In [None]:
import pandas as pd
from transformers import MarianMTModel, MarianTokenizer, Trainer, TrainingArguments
from torch.utils.data import Dataset

# Define your custom dataset class
class CustomDataset(Dataset):
    def __init__(self, source_sentences, target_sentences, tokenizer, max_length):
        self.source_sentences = source_sentences
        self.target_sentences = target_sentences
        self.tokenizer = tokenizer
        self.max_length = max_length

    def __len__(self):
        return len(self.source_sentences)

    def __getitem__(self, idx):
        source_text = self.source_sentences[idx]
        target_text = self.target_sentences[idx]

        source_encoding = self.tokenizer.encode_plus(
            source_text,
            add_special_tokens=True,
            padding='max_length',
            max_length=self.max_length,
            return_tensors='pt',
            truncation=True
        )

        target_encoding = self.tokenizer.encode_plus(
            target_text,
            add_special_tokens=True,
            padding='max_length',
            max_length=self.max_length,
            return_tensors='pt',
            truncation=True
        )

        return {
            'input_ids': source_encoding['input_ids'].flatten(),
            'attention_mask': source_encoding['attention_mask'].flatten(),
            'labels': target_encoding['input_ids'].flatten()
        }

# Load the dataset
df = pd.read_csv("toxic.csv")
source_sentences = df["uncivil_comment"].tolist()
target_sentences = df["civil_comment"].tolist()

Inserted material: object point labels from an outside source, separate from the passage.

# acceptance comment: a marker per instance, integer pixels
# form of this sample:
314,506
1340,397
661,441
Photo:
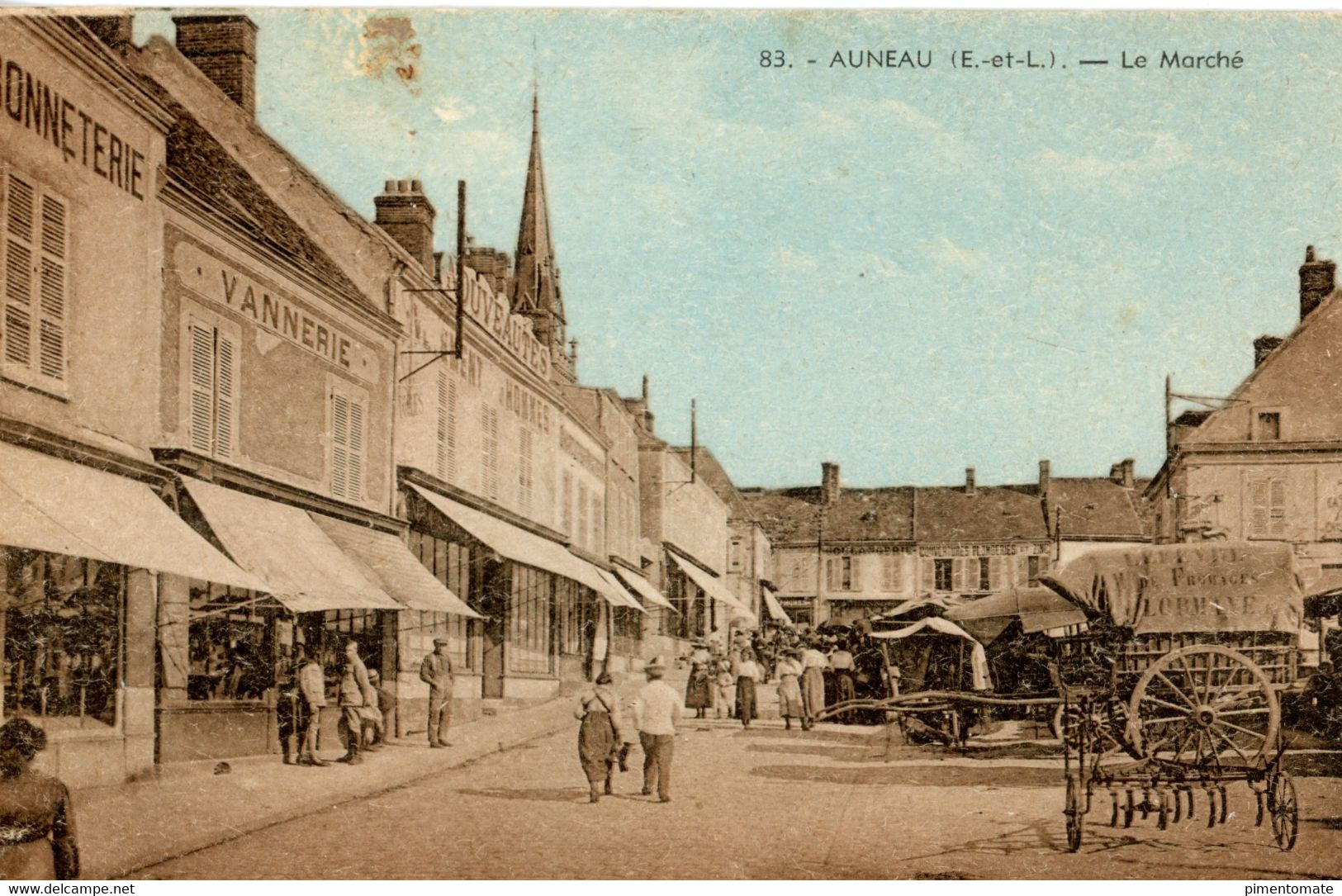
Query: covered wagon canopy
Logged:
1208,586
1037,609
934,625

# Load pretrained model and tokenizer
model_name = "Helsinki-NLP/opus-mt-en-ROMANCE"  # Use a valid MarianMT model identifier
model = MarianMTModel.from_pretrained(model_name)
tokenizer = MarianTokenizer.from_pretrained(model_name)

# Tokenize and encode the data
inputs = tokenizer(source_sentences, padding=True, truncation=True, return_tensors="pt", max_length=256)
targets = tokenizer(target_sentences, padding=True, truncation=True, return_tensors="pt", max_length=256)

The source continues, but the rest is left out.